Getting a higher seed round valuation
Charlie O’Donnell has a great post on getting momentum in a seed financing round. He is talking about momentum, but an understated undercurrent is how to get a higher valuation. I’d like to elaborate on one of his points, which is “understanding the social graph of the investors.” Charlie’s point is a great one – that if you can get a group of investors who talk with each other (and invest with each other) to talk about your company then you dramatically increase the chances of closing a deal with them. Thus, he recommends focusing and lighting a fire under one of these groups and using that to push toward a close. He is 100% correct.
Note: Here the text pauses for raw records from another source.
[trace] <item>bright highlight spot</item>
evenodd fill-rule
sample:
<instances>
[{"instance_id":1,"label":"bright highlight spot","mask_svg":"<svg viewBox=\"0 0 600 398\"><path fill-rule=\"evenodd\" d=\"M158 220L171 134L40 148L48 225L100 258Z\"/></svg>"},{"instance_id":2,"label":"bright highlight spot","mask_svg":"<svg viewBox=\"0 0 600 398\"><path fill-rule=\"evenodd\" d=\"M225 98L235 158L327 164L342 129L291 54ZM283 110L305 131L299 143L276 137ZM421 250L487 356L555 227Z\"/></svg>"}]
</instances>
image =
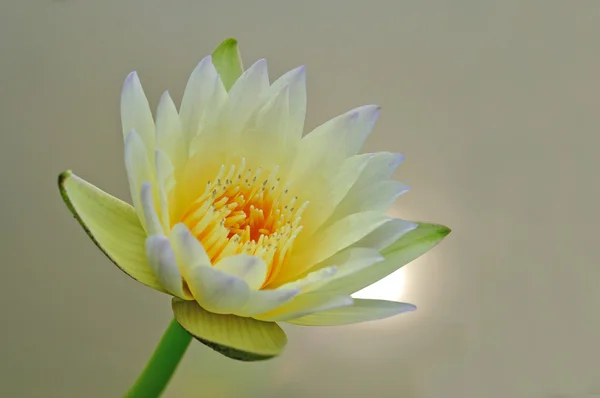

However, I’d like to point out that this strategy does not maximize the chances of a higher valuation. I’ve found that angel investors who regularly invest with each other tend not to like to compete with each other – instead they like to co-invest with each other. While this is great if you can get things going, since you are likely able to raise enough capital to hit your fund raising target, it does not help you create an auction type environment where you get a higher valuation. As I’ve said before:
Once one group (an angel group) sets a pre-money valuation I don’t think the other angel groups are going to get into an auction type-process. These groups need each other to fill in bigger financing rounds. One group can’t outbid another aggressively, or they will not be able to find enough capital to meet most startup’s financing needs. A startup can get different syndicates of venture capitalists in a bidding war; I don’t know if this is as easily possible in the angel financing world. It may be a better idea to try to pit a VC against the angel groups if you are really valuation sensitive.
(That quote came from my post on how angel groups are professionalizing)
So, I will moderately disagree with Charlie’s last point of not pitching in too many places. If you are going to get a decent valuation, you probably need a couple of different groups interested – groups that don’t naturally invest together or information share with each other.